Manuel Esteban Cuello Acosta, que le gustaba meter la cucharada en todas las conversaciones, se sumó con su aire de sabio:
—¡Pero claro! Ustedes no han visto cómo Julián se arregla el nudo de la corbata cuando ella pasa. Parece que lo estuviera ajustando para una misa nupcial.
—¿Y qué tal el perfume? —dijo Emilia Ariza, que estaba al otro lado de la sala, fingiendo no escuchar, pero lo cierto es que no podía dejar de oír—. Cuando él entra a la oficina, el aire queda perfumado con una esencia que ni en las misas del obispo se siente.
—Hombre, yo no sé —intervino Miguel Muleth—, pero si el chisme sigue creciendo, no me sorprendería que el padre del pueblo llegue con un acta de matrimonio en la mano.
Consuelo, con una leve sonrisa en los labios, miró a sus compañeros, dejando escapar un susurro cómplice:
—Bueno, si el rumor no se detiene, será porque algo de verdad debe haber, ¿no?

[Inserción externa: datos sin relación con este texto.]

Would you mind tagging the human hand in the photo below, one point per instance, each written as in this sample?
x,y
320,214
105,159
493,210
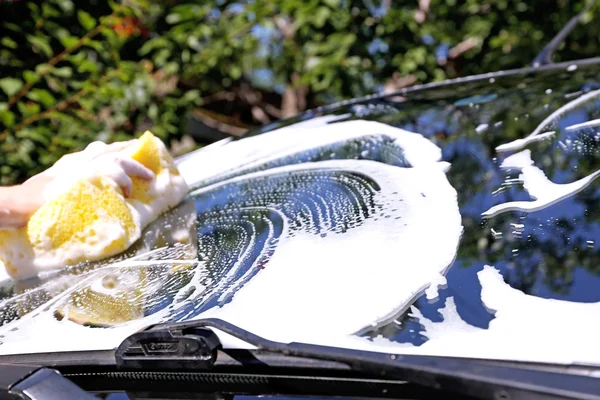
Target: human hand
x,y
18,203
97,159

En un pueblo como este, los secretos son como la arena en la playa, siempre salen a la luz...
Fonseca tenía un don especial para convertir un susurro en profecía y una mirada en matrimonio. El rumor no tardó en volverse leyenda. Que Julián y ella se veían en la iglesia de madrugada, que en la biblioteca intercambiaban cartas con tinta invisible, que bajo el viejo almendro del patio habían sellado un pacto de amor eterno. Y lo más increíble: que el obispo ya tenía la fecha del matrimonio grabada en piedra.
La noticia llegó a oídos de Julián mientras revisaba unos informes en su oficina. Miguel Muleth irrumpió sin previo aviso.
—¡Director! No sé si felicitarlo o advertirle que vaya preparando el traje de bodas.
Julián levantó la mirada con la calma de un hombre que no se deja impresionar fácilmente.
—¿De qué hablas, Miguel?
—Pues… de su próximo matrimonio con la maestra. Dicen que la iglesia ya está reservada y que usted está practicando el rosario con fervor.
Julián soltó una carcajada tan fuerte que hizo temblar los papeles sobre su escritorio.
—¡Por Dios, Miguel! ¿Y quién ha tenido la creatividad de inventar semejante disparate?
—Hermano, en Fonseca no hace falta un poeta. Aquí el chisme corre más rápido que un telegrama en día de mercado.
Pero si para Julián todo era una broma, para ella fue una catástrofe. Su honor, su pudor y su fe eran tan inquebrantables como su belleza. La sola idea de que su nombre estuviera en boca de todo el pueblo la atormentaba. Aunque su corazón albergaba un sentimiento secreto, la vergüenza pudo más que cualquier ilusión.
La tarde siguiente, cuando se cruzó con Julián en el pasillo, sus ojos color miel lo evitaron con un destello de tristeza. Él, desconcertado, la alcanzó en la puerta del aula.
—Podemos hablar…
Ella, con una serenidad dolorosa, bajó la mirada.
—No tiene caso, director. Si Dios quiso que todo terminara aquí, será porque así debía ser.
Julián sintió, por primera vez en su vida, que un chisme podía moldear su destino. No pudo luchar contra los susurros en la iglesia, contra las miradas cómplices de los maestros ni contra la decisión inquebrantable de la maestra. Y como para todo hay consuelo, el suyo fue presentar la renuncia.
Días después, con su impecable traje y la frente en alto, Julián se despidió de la Escuela Anexa a la Normal de Fonseca con la misma elegancia con la que había llegado. Y el pueblo, que nunca se cansa de contar historias, aún sigue repitiendo la suya, agregándole, con cada década, nuevos detalles mágicos que ni el mismo Julián reconocería.